The use of a separate account prevents the escrow agent from commingling funds with their personal money or with funds from other buyers. Commingling funds is not only unethical, but highly illegal.
With mortgage escrow, having a separate account clearly distinguishes escrow payments as separate from mortgage and interest payments. Even if your lender doesn’t require you to have an escrow account, the Consumer Financial Protection Bureau recommends requesting one so that it’s easier to manage the large annual payments that come with property taxes and home insurance.
Am I required to have an escrow account?
There is no law requiring sellers to demand an earnest money deposit placed in escrow, but it’s a universally accepted practice and every buyer should be prepared to have earnest money funds at the ready. As for mortgage escrow, that isn’t required either. But borrowers get the best loan terms by agreeing to have a mortgage escrow account. In most cases, borrowers have to put down more than 20% and possibly pay a fee to avoid having a mortgage escrow account.

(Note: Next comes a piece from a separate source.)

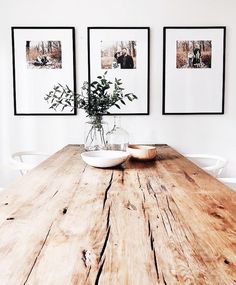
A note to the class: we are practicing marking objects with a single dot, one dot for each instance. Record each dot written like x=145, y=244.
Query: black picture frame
x=208, y=74
x=33, y=79
x=138, y=35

How do I choose an escrow holder?
It’s often up to the buyer to choose an escrow agent, but the seller must mutually agree. In most cases, the buyer’s real estate agent can help choose the escrow holder. Be certain to check the credentials of any potential escrow agent, and in no circumstances should a buyer give earnest money directly to a seller.
What is an escrow refund?
The term escrow refund applies to mortgage escrow accounts. This happens when the mortgage company collects more money than needed from the borrower for escrow purposes, resulting in a surplus. If the surplus is more than $50, the lender is required to send the borrower a refund. Borrowers are also due a refund for any remaining balance when the loan is paid off.

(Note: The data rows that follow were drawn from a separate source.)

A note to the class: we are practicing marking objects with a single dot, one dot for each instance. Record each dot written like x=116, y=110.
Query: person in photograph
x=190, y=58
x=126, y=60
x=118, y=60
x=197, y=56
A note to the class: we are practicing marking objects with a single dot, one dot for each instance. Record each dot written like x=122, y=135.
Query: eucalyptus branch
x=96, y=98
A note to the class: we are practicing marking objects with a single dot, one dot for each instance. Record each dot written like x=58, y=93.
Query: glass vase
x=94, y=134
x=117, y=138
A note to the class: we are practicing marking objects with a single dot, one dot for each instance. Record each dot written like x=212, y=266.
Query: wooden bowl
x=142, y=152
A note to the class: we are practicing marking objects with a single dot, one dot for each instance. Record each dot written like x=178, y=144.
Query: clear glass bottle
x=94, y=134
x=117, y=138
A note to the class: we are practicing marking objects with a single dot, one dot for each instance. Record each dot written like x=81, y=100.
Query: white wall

What does a holdback of funds mean with regards to escrow?
An escrow holdback is a different type of escrow account that applies to properties requiring repairs that the seller has agreed to complete. If the closing date arrives and the repairs aren’t complete, the buyer may be able to hold back a portion of the purchase price in an escrow account to ensure that the repairs are complete. That way, if the repairs aren’t completed, the seller forgoes the full purchase price. There are limits and complex rules surrounding escrow holdbacks that buyers should learn if they think they might end up in that type of situation.
The bottom line on escrow
Escrow is a valuable tool that protects both buyers and sellers in real estate transactions. Escrow also protects mortgage lenders from irresponsible borrowers. Whether it’s earnest money or mortgage escrow, the money that you put into those accounts is applied on your behalf in order to fulfill your legal obligations.
Frequently Asked Questions
What is the escrow part of the mortgage payment?
Mortgage escrow is used by your lender to pay taxes and insurance on your behalf. The escrow part of your mortgage payment consists of 1/12 of your estimated tax bill and 1/12 of your annual insurance premium.
What happens to money put into escrow during a home purchase?
The buyer’s earnest money that goes into escrow is applied to the closing costs or down payment at closing. Any surplus money goes back to them.
What happens to escrow if the buyer backs out?
A buyer forfeits the escrow deposit if they cancel a purchase agreement without cause. In such cases, the escrow deposit goes to the seller. A buyer is entitled to a refund under certain contingencies if they’re part of the purchase agreement, such as having their loan fall through or pending the outcome of a home inspection report.